Bruce Collins, Evangelist

The personal website of Bruce Collins

Playing Nice Pays

Meditation for the week of July 22, 2012

And the King will answer and say to them, “Assuredly, I say to you, inasmuch as you did it to one of the least of these My brethren, you did it to Me.” (Matthew 25:40)

This world is filled with hate and prejudice.  Competition instead of cooperation is often the name of the game.  Friends are courted based on social status and based on whether they are good networking contacts.   Because people are so success oriented, people tell me that it is hard to know if you have any true friends if it is known that you are successful.  When a child doesn’t “fit in” at school they can be bullied.  When people come from certain ethnic backgrounds, it is not uncommon for them to be hated, ostracized and persecuted.

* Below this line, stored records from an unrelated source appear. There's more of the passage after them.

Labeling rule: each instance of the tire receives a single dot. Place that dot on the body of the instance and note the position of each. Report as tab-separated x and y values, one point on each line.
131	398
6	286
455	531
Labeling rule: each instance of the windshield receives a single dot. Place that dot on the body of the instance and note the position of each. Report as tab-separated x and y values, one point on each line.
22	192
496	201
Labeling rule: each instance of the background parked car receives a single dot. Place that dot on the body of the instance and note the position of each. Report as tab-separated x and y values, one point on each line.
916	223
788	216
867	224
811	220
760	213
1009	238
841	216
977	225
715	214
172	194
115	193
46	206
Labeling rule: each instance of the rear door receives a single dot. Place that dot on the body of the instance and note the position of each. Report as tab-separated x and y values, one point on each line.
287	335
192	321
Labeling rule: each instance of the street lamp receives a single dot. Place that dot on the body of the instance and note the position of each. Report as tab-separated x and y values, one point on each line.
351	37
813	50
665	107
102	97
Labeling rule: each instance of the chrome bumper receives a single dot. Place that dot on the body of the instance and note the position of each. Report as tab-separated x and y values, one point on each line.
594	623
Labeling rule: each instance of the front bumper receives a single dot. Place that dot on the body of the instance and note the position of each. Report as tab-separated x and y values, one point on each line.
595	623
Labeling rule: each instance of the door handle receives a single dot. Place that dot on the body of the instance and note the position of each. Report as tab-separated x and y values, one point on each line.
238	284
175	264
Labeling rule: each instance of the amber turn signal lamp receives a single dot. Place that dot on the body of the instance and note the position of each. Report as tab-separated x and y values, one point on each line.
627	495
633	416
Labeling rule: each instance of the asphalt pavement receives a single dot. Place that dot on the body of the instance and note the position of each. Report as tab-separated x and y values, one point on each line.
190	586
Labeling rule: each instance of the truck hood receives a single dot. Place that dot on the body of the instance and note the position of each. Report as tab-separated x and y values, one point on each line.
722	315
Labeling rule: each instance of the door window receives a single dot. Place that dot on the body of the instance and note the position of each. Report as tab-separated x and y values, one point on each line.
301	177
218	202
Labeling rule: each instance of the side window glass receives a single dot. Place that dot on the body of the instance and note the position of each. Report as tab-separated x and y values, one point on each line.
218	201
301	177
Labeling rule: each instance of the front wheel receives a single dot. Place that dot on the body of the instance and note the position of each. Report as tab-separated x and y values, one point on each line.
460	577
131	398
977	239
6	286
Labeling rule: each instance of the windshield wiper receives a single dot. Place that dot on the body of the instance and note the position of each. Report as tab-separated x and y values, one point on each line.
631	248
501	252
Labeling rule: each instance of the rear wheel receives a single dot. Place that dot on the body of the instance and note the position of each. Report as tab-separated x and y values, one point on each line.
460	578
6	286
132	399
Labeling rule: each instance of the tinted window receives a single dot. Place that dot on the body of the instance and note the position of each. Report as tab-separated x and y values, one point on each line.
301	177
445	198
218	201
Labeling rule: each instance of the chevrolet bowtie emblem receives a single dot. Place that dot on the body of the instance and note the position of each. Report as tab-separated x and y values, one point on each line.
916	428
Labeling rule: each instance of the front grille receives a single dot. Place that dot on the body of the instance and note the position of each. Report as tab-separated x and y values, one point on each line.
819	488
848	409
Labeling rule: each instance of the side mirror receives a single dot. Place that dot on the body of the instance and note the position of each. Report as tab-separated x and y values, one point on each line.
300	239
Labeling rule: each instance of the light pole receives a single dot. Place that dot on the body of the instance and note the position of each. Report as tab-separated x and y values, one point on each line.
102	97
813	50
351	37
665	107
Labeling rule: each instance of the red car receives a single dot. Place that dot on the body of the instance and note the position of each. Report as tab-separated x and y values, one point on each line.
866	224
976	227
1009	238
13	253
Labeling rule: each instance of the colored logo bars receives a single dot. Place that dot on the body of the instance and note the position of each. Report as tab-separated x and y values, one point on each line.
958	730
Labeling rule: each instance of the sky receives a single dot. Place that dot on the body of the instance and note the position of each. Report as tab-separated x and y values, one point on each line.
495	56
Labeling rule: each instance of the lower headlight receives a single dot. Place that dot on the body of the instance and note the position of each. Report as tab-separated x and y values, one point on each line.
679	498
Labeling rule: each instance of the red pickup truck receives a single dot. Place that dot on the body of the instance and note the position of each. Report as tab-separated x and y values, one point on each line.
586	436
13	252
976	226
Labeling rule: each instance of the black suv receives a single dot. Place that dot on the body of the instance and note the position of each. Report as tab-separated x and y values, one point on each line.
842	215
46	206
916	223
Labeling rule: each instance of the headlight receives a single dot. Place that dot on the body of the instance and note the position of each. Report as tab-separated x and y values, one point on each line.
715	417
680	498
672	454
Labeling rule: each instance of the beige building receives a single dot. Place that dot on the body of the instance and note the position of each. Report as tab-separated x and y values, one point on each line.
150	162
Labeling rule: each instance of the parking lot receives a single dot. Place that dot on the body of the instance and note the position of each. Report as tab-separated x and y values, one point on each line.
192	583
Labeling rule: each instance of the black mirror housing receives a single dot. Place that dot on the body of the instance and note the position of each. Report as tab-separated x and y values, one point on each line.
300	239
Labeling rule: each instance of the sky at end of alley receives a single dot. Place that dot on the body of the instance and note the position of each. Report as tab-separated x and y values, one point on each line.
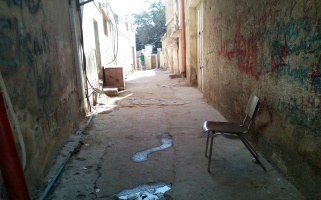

There is coming a day when one of the most despised groups on this earth will be terribly persecuted once again.  They are the Jewish people.  There are other groups that have also been persecuted and mistreated but for some reason the Jewish people are usually treated with a measure of disdain.  Some say that it is because they crucified the Lord.  While they did, so did the Romans and the Greeks and by extension, all of us.  BUT OF COURSE THE JEWS SHOULD HAVE KNOWN BETTER.  When the tribulation period comes these people will need help and there will be those who will have a heart of compassion toward them.  They will protect them.  I suspect that the ones who will be most persecuted are those who are believers in the fact that Jesus Christ was their Messiah.  They will turn away from the political leader that the world will be following.  This leader is Antichrist.

During the holocaust there were people who tried to protect the Jews.  During the years when we had slavery in this country, there were people who operated “underground railroads” to help free the slaves.  I wonder if these people who were showing compassion to “the least of these My brethren” realized that what they were doing, they were actually doing for the Lord.  While this passage is written primarily for those who protect Jewish believers, I believe that the principle applies to the compassion that we should be showing to all people, but particularly to those who are at the margin of society whether they are believers or not. 

The principle that we see in this passage is that the way the nations treat the persecuted believing Jews during the tribulation period is a measure of how they treat the Lord.  But I don’t think the principle is limited to this one situation.  Obviously, the Good Samaritan in Luke 10 showed this kind of compassion on a man who had been robbed and beaten.  The man was likely a Jew.  I think that whenever we do something to help or encourage someone that the Lord loves, the Lord takes note of that.  And my understanding is that the Lord loves every person that comes into this world.  When we help and encourage and protect, it blesses the person helped and it blesses the person doing the helping.  But the important thing is that the Lord is pleased.  I believe that the greatest blessing comes when the people doing the “saving” do it because they really want to help the individual.  They don’t do it for the Lord, they do it for the person.  But in doing it for that person, they end up doing it for the Lord.  Too many of our good works are done to get “points” in heaven.   That kind of good works come across very self-serving.   The best good works are done because we really want to bless the person we are helping. The Lord takes note of those kinds of good works.

In the past few days, I have been the recipient of the kind of good works I am talking about.  People went out of their way to do something special for me that they didn’t need to do.  They didn’t do it for the Lord, they did it for me.  They did it quietly so no one else really knows what they did.  I don’t think the people involved even knew how they had blessed me.  But I was blessed.  And while it is a stretch to say that I am “one of the least of these my brethren,” I am sure that the Lord was pleased with the encouragement that this old preacher got from some rather special kindnesses shown to him by some rather special Christians in the last few days.

It is time for me to spread some of that blessing around myself.  If we would all do this, maybe we could encourage people to cooperate instead of compete, to love instead of hate.   Maybe we could help put a stop to bullying and to the ostracizing of those “who don’t fit in.”